It’s one of those things we have to do, even if we find it a little disgusting. Like taking out the garbage.
But unless you put yourself out there regularly, it could be your career you’re trashing.
Try considering self-promotion as part of your job – you know, the “other duties as required part.”
Then maybe you won’t have to hold your nose while you’re doing it, and who knows how far you could go?
Check out these suggestions, and you won’t feel like you’re going to the landfill at all.
- Professionally associate – Join both professional associations and associations of professionals. That way, you’ll get a chance to meet people in your field, and out of it, too. Nurture connections with both groups to raise your profile.
- Meet your co-workers – Make a point of having coffee or lunch or something with people who work in your office. It doesn’t have to be pushy or weird, just explain that you want to get to know your colleagues and what they do. You’ll gain useful information, and maybe make a friend or two. And they’ll get to know you.

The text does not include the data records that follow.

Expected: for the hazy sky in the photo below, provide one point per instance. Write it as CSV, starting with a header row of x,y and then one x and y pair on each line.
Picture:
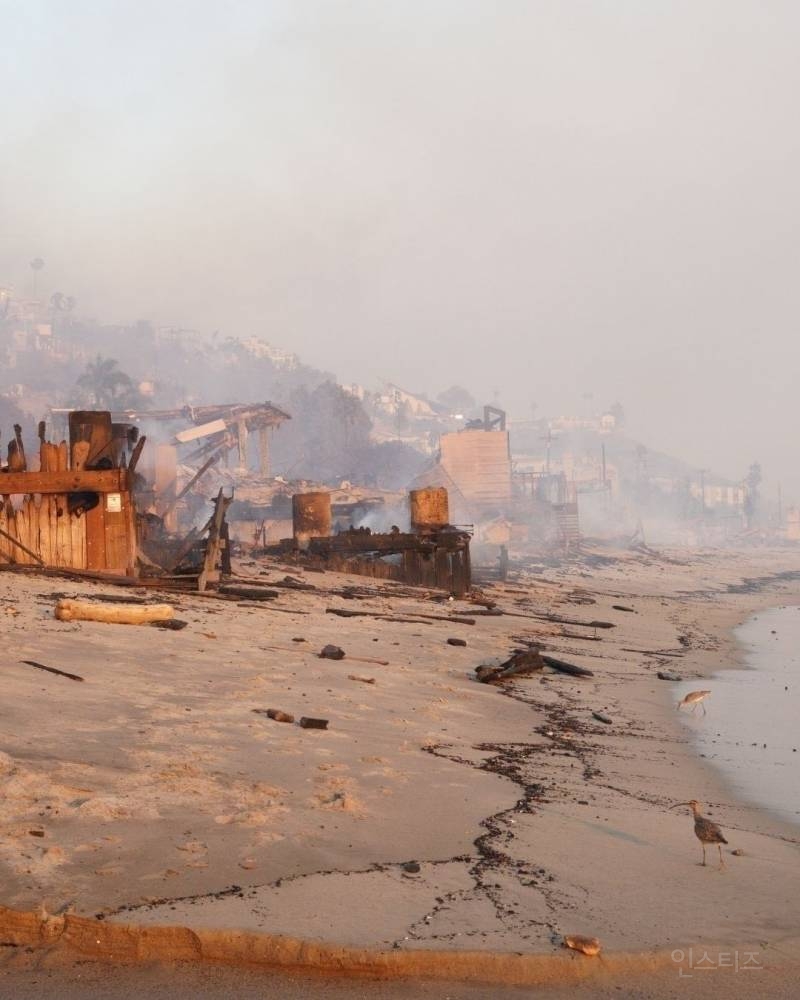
x,y
548,199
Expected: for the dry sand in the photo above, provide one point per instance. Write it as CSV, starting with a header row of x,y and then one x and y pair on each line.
x,y
163,798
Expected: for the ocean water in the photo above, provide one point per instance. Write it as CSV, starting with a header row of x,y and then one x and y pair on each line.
x,y
751,730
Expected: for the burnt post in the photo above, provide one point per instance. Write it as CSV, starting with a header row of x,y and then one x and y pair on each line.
x,y
311,517
430,509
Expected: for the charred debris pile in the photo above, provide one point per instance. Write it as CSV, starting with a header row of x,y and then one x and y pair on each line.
x,y
101,502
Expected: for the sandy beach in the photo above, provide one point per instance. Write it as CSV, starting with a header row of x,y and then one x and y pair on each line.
x,y
434,814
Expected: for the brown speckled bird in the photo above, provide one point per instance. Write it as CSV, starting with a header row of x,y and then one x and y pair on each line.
x,y
705,831
694,698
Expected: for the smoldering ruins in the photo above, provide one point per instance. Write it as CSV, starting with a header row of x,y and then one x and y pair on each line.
x,y
394,408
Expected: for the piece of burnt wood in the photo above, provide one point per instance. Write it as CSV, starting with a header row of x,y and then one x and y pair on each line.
x,y
20,446
52,670
248,593
23,548
358,543
562,620
349,613
136,454
583,638
306,723
652,652
519,664
67,481
209,572
566,668
331,652
275,713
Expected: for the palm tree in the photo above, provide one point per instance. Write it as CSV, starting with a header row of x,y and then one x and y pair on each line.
x,y
103,385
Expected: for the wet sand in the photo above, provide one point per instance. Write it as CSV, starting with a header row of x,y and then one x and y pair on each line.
x,y
749,730
164,799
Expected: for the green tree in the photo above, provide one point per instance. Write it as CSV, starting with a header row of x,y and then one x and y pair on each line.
x,y
103,386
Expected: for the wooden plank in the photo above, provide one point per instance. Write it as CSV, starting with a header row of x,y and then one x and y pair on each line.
x,y
72,481
15,542
116,532
194,433
63,535
77,528
80,452
263,451
96,536
210,573
166,484
93,426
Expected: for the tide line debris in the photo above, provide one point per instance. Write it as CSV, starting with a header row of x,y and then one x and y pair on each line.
x,y
52,670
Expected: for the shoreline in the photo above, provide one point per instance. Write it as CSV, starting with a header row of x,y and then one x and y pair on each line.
x,y
592,792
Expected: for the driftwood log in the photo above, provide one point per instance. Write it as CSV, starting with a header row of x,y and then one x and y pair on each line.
x,y
115,614
518,665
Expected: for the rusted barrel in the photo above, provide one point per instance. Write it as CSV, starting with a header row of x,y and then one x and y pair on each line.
x,y
311,517
429,508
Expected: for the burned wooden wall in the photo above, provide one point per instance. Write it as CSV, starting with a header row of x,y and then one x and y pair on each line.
x,y
76,510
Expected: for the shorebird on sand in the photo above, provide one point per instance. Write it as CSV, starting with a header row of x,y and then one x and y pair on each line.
x,y
694,698
705,831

- Go to events – You don’t have to stay long, just show up at meetings, official events and other whatnots run by your company, and by those associations you’ve joined. Set yourself a minimum number of people you need to talk to. Introduce yourself, shake hands, chat and make sure you’re seen.
- Volunteer – Do the work. Organize blood drives, beer bashes and softball teams at work. Help out with events organized by your professional associations. You might wind up in a lot of pictures wearing “Team Something!” T-shirts, but people will know who you are.
- Write it up – Newsletters still abound, whether they’re in print or online. Offer to write articles about organizational and company events. Somebody has to do it, and if you do it readily and well, you can use these little pieces to build your reputation.
- Update – You don’t have to be a Twitter monster, but do take full advantage of all the opportunities social media gives you to let your light shine. Use LinkedIn, Facebook and Twitter judiciously and only post real achievements. Don’t forget older, slower means of letting the world know what you’re up to, like alumni publications and online registries.
- Become an informal power center yourself – Check out my post, Finding the Real Power Centers at Work. See if you can morph into one of those informal power brokers. The more you can connect with others at work, the better for your career. You might not even realize you’re self-promoting anymore.